Domanda: Com’è possibile spiegare agli uomini che il vero male consiste nella nostra opposizione alla natura dell’universo?

Risposta: Noi possiamo fornire agli uomini la conoscenza e far nascere in loro le sensazioni interiori mostrandogli la situazione reale, ma questo deve avvenire per mezzo di una giusta educazione da parte della società. Si dovrà quindi organizzare questa educazione in modo che preveda la connessione con la Luce che corregge.

A questo punto però si presenta un altro problema. Gli uomini che non hanno il punto nel cuore devono ricevere questa illuminazione da noi. Se noi ci prenderemo cura di loro, se daremo loro il metodo della correzione, se organizzeremo degli eventi, programmi televisivi e radiofonici, incontri in rete, e se comunicheremo agli uomini tutti i principi necessari, allora essi si attaccheranno a noi e saranno nutriti dalla forza che funziona nel nostro sistema, che si trova più in profondità del loro sistema.

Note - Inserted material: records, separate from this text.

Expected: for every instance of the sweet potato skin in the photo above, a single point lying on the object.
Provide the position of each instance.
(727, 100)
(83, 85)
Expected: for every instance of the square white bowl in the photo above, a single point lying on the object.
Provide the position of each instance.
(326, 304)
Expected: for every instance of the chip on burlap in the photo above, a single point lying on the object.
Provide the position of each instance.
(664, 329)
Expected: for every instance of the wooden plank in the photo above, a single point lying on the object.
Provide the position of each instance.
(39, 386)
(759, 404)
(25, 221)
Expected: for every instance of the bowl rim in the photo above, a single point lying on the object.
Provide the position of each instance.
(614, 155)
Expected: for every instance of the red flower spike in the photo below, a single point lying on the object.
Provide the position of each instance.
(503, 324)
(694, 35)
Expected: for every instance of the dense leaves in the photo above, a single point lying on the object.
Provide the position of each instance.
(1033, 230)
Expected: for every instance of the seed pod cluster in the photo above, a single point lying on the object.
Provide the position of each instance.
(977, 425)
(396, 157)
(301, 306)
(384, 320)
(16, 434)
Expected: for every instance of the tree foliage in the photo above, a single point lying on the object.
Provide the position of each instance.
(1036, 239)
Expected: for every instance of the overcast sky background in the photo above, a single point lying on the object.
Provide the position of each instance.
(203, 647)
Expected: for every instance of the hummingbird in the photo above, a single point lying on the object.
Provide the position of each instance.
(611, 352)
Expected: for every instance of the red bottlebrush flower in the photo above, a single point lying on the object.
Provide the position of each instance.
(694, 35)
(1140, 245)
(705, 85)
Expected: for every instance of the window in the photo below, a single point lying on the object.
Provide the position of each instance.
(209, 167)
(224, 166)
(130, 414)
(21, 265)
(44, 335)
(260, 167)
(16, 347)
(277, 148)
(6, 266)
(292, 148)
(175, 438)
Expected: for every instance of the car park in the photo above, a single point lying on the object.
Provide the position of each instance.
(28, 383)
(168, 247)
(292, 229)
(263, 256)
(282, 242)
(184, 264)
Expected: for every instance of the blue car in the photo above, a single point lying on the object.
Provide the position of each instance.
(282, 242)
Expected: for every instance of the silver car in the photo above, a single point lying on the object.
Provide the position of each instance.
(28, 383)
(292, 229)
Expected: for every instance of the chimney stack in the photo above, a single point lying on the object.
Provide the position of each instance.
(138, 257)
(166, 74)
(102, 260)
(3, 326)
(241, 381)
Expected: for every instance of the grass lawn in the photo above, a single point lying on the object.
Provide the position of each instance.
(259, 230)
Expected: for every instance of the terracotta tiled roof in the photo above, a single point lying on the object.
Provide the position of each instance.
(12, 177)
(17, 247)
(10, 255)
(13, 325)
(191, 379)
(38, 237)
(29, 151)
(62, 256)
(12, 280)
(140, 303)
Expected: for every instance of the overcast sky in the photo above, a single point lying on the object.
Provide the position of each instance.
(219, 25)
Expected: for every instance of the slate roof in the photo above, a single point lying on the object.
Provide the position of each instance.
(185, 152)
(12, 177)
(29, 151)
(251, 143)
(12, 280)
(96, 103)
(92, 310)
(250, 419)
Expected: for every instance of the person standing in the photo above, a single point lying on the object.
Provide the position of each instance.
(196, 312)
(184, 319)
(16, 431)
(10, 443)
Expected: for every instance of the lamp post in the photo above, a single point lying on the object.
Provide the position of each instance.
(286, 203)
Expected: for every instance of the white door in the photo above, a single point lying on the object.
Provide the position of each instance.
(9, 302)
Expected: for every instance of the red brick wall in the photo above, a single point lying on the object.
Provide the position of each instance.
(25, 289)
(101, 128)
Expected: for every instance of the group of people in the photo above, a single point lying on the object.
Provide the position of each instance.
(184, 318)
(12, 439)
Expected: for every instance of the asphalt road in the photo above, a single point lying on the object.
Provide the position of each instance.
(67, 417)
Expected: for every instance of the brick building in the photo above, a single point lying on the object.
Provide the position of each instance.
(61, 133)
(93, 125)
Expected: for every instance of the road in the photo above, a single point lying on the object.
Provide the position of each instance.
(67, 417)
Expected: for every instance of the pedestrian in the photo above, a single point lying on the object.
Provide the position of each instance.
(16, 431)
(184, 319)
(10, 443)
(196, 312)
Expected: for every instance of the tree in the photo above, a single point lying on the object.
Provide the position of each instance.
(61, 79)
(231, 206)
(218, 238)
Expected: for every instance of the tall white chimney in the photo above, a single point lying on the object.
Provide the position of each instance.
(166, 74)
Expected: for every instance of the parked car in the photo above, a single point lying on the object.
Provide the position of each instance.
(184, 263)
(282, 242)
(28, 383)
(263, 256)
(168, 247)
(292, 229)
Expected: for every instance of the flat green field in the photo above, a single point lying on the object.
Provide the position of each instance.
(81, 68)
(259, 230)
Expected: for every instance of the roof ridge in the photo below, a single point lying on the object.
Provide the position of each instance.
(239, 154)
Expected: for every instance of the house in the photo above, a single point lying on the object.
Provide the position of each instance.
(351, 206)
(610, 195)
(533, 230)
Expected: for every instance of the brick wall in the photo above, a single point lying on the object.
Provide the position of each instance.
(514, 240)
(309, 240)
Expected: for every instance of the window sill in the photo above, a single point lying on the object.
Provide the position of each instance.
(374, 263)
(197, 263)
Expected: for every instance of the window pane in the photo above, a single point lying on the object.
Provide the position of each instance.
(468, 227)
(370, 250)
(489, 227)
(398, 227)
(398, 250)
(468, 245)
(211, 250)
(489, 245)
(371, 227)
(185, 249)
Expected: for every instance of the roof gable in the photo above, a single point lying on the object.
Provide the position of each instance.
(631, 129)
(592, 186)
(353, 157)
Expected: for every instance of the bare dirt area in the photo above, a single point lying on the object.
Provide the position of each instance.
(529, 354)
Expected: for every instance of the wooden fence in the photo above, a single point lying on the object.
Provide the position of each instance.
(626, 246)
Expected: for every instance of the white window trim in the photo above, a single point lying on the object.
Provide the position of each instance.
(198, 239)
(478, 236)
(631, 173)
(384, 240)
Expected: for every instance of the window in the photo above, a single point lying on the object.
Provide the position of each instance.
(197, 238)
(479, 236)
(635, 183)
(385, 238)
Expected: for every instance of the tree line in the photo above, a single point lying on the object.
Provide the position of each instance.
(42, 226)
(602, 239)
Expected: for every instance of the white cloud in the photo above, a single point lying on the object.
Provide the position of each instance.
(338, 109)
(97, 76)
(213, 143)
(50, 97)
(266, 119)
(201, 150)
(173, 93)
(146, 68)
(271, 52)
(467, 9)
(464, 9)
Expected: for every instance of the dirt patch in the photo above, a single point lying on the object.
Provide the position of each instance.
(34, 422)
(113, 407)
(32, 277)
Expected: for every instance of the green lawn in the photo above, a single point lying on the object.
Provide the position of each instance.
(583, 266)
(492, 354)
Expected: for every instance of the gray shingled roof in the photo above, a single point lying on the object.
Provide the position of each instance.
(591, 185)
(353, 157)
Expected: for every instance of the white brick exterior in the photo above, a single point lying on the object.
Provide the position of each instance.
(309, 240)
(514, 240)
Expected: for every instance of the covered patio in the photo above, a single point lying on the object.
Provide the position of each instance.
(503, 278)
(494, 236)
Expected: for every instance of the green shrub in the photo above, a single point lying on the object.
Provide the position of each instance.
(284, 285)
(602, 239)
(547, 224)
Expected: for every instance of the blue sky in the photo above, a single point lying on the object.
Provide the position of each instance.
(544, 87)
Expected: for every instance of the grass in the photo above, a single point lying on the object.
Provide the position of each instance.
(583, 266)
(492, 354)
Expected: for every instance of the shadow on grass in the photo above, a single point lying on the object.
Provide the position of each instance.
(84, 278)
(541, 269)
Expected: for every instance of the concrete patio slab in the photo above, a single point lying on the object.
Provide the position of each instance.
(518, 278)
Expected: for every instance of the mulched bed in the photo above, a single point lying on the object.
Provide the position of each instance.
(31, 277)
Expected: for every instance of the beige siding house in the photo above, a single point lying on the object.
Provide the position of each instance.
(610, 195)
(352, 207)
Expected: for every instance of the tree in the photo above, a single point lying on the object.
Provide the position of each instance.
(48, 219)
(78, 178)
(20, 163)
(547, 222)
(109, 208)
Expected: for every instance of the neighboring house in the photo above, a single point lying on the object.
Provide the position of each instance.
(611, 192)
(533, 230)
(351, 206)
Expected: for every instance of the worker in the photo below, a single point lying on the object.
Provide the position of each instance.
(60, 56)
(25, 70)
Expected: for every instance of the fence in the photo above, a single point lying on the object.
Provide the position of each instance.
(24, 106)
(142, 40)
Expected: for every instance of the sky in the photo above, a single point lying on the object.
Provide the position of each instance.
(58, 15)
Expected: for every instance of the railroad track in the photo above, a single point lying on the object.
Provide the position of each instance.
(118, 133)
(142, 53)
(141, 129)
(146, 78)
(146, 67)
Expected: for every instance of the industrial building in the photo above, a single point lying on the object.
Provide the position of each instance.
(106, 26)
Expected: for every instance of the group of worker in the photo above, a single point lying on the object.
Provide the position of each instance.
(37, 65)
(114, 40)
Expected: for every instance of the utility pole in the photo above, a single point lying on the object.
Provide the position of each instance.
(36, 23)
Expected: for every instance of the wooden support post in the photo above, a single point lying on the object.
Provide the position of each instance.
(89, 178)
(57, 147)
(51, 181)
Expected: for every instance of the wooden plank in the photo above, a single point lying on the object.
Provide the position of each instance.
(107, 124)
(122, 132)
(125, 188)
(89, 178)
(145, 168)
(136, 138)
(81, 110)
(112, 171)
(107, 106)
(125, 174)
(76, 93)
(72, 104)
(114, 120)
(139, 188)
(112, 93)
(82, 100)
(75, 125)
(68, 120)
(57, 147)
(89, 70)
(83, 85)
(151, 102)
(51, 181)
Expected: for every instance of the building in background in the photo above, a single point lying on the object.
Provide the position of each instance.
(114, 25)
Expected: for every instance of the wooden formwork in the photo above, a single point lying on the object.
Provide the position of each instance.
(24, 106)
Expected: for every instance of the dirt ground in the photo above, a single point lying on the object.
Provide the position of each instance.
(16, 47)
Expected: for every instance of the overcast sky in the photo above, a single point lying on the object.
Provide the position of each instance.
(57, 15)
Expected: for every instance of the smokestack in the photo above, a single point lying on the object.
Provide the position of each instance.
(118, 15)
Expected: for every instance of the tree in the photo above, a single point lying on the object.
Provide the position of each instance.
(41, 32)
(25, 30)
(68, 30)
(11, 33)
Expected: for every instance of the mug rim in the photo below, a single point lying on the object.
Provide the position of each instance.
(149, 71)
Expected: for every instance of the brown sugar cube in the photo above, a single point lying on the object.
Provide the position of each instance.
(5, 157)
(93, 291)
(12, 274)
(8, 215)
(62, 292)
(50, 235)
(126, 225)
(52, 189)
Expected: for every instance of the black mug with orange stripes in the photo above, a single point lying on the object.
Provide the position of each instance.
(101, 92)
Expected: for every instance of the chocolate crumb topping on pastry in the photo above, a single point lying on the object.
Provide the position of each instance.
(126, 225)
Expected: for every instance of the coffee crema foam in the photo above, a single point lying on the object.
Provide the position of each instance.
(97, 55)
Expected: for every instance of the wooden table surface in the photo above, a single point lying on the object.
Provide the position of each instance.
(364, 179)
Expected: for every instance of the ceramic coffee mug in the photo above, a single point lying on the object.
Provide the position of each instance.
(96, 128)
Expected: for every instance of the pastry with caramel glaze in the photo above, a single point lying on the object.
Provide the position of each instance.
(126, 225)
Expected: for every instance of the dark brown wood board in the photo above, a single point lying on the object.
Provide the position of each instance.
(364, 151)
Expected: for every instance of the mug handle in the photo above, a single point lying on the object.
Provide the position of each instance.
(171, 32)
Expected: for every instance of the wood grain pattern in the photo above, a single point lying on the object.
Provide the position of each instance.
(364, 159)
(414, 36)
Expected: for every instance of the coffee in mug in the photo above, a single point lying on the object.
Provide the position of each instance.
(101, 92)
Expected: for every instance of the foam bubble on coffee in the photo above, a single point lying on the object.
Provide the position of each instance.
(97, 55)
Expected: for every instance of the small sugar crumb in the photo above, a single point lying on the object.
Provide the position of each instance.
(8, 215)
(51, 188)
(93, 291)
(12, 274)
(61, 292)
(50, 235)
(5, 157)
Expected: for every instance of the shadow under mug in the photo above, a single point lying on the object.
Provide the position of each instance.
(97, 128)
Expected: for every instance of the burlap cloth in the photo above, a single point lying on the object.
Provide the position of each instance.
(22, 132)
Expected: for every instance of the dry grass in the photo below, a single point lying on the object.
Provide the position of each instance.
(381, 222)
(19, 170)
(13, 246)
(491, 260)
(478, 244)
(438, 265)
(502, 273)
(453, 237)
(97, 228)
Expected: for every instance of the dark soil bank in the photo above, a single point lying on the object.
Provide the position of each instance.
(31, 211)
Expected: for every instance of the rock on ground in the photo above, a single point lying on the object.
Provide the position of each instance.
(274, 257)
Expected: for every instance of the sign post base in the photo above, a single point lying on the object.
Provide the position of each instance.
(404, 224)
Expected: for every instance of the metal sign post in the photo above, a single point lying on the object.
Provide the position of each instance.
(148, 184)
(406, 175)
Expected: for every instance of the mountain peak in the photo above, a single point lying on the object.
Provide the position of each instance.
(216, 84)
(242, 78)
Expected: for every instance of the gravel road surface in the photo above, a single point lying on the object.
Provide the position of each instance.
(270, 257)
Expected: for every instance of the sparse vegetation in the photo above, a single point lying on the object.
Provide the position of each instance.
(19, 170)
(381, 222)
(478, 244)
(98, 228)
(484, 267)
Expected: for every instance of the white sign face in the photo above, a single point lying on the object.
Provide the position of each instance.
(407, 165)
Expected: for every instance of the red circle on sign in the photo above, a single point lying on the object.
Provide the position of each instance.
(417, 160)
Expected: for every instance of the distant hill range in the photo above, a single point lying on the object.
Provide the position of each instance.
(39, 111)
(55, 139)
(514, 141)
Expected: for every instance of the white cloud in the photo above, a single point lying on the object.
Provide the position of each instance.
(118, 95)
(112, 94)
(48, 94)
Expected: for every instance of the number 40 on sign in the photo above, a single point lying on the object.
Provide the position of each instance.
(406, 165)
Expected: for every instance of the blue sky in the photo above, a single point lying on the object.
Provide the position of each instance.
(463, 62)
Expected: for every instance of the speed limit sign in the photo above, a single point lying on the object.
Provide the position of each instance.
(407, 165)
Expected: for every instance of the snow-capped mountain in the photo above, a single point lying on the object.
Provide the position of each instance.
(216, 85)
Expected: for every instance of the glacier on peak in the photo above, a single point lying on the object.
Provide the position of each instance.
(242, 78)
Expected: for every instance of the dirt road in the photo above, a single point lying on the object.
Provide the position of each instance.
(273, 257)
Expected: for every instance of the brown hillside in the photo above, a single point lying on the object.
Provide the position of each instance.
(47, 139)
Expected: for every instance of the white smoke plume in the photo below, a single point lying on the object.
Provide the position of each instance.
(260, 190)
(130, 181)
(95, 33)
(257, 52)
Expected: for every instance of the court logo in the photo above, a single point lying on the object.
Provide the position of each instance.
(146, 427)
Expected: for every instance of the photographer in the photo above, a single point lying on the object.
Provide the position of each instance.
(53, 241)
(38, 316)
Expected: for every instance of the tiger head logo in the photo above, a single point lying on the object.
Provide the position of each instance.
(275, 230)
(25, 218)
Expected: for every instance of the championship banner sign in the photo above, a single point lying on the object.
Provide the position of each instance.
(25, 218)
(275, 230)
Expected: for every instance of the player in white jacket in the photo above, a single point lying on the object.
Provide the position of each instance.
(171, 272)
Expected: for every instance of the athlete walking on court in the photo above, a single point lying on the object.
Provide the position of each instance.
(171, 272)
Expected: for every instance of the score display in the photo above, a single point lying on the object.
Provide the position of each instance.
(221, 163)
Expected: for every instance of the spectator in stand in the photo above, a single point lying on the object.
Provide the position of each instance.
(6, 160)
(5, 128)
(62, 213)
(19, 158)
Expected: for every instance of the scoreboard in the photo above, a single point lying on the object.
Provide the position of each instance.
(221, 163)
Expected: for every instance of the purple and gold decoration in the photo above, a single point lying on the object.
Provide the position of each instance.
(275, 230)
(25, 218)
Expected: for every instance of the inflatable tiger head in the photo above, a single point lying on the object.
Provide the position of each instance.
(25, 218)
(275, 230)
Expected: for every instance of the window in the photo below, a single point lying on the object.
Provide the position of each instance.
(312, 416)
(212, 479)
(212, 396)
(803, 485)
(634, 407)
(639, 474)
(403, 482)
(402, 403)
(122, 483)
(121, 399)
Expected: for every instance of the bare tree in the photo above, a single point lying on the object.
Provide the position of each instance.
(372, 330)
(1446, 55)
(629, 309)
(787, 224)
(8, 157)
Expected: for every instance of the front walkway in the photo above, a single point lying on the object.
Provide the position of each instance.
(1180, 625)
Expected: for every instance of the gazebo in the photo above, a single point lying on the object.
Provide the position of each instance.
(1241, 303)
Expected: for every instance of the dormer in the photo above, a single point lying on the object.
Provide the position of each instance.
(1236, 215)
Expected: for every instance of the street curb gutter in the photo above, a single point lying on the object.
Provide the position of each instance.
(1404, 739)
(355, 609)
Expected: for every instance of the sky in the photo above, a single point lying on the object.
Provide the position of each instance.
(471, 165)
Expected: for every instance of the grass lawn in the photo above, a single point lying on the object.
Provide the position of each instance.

E’ sufficiente che si attacchino a noi in questa misura per comprendere che il loro futuro dipende dall’unione. Come possiamo riuscire a far nascere in loro questa sensazione? Può succedere con l’aiuto dell’educazione, del pensiero della società, e con l’influenza degli uomini che sono intorno. L’ambiente è in grado di inculcare in una persona le nozioni più remote ed innaturali. Come mai?

La società sta semplicemente incominciando a dimostrare biasimo o rispetto per certe qualità che una persona ha, ed è tutto quello che serve. La gente che si trova intorno ad un uomo lo può trattare in due modi: positivamente o negativamente, è tutto qui.

Dobbiamo comprendere che non ci sono altre vie da percorrere, che dobbiamo conseguire l’equilibrio con la natura, e che dobbiamo coinvolgere i mezzi di comunicazione e altri strumenti, fare particolare attenzione alle giovani generazioni per incominciare di già ad insegnare ai bambini la vita nel nuovo mondo. Senza questo, non c’è nessun altro modo di realizzare qualcosa.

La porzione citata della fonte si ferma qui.